Should the American Bar Association accredit law schools?
On March 8, the National Association of Scholars (NAS) issued a public statement calling on the U.S. Department of Education to oppose renewal of recognition of the American Bar Association (ABA) as the accrediting body for legal education. What is at stake is this: only ABA-accredited schools can currently accept federal student aid money. A law school that doesn’t obtain or loses ABA accreditation can continue to operate – and some do – but they are restricted to students who don’t depend on federal grants and loans to help pay for their expenses.
Obviously, the law as it now stands gives the ABA enormous influence over law schools. Since many of them would have a much smaller student body if they lost the students who need federal aid, they are as obedient as trained poodles to the whims of the ABA’s accrediting council. But so what?

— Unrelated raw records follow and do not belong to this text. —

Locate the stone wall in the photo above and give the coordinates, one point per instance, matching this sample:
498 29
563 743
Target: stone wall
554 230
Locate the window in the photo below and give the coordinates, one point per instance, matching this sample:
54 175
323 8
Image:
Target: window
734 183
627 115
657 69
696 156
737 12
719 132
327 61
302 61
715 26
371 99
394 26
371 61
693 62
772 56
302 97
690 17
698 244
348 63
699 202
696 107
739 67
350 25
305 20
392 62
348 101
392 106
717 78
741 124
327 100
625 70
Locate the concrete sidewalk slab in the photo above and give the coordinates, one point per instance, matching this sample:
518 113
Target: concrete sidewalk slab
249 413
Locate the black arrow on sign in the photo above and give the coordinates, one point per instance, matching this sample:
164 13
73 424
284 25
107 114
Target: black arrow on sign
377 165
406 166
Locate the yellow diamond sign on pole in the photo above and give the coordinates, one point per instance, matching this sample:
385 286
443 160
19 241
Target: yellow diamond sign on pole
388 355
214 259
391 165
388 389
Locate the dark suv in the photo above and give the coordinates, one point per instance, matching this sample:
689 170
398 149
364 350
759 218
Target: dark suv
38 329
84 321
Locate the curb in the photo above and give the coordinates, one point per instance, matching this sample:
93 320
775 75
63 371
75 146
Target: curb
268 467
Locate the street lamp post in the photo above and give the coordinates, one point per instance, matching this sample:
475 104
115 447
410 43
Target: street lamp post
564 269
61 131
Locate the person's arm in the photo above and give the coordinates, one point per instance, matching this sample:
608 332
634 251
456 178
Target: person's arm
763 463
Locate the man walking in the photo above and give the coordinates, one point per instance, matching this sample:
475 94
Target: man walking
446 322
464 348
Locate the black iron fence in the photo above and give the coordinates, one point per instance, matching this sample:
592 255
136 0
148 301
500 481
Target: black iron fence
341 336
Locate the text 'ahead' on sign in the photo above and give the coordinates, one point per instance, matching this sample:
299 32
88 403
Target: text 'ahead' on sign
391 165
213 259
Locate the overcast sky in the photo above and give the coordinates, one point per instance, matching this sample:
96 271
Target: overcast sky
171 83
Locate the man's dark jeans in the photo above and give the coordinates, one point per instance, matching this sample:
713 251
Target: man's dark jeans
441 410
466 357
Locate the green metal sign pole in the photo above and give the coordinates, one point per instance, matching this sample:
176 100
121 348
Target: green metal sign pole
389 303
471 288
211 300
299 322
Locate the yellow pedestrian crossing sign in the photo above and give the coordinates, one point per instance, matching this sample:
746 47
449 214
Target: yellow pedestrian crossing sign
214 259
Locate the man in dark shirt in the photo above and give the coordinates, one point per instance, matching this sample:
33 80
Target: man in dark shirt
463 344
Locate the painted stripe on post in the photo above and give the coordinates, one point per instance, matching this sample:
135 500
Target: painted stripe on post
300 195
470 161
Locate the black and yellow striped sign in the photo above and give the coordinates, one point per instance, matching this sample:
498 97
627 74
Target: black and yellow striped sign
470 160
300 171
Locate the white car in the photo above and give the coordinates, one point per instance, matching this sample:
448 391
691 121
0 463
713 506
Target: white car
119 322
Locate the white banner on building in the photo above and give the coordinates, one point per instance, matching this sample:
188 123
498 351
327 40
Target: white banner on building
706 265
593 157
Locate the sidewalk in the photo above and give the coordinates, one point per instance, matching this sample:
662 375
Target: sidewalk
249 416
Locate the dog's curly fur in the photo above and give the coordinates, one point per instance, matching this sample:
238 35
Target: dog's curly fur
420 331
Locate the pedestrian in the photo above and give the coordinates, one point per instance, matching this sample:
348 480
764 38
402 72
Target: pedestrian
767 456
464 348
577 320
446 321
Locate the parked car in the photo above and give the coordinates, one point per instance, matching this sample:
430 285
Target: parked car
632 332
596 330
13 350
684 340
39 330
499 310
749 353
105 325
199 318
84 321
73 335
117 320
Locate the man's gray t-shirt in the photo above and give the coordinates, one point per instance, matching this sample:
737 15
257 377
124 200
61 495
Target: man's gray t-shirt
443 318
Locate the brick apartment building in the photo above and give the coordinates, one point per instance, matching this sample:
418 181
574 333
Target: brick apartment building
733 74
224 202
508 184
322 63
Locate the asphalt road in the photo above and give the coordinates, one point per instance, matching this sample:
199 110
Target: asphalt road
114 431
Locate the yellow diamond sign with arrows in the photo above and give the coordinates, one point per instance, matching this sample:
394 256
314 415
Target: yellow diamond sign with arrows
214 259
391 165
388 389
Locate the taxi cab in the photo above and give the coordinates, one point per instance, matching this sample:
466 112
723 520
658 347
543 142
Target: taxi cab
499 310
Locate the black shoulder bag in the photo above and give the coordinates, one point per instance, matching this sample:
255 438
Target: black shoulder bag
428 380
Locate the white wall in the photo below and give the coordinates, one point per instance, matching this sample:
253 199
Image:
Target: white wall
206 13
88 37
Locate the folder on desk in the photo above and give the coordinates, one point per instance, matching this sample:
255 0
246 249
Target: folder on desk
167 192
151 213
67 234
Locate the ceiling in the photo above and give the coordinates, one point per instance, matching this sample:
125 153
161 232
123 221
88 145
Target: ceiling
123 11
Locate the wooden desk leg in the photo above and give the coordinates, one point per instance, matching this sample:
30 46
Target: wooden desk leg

The NAS press release explains why they oppose continuation of the ABA as the gatekeeper for access to federal dollars. Recently, the ABA has proposed new accrediting standards that would compel law schools to adopt “diversity” policies having nothing to do with educational excellence and which would sink law schools further into the morass of social engineering. “Unless the ABA eliminates all requirements of racial, ethnic, and gender diversity from its accrediting standards,” continuing to give it power to declare law schools acceptable or not is, the NAS argues, “inappropriate.”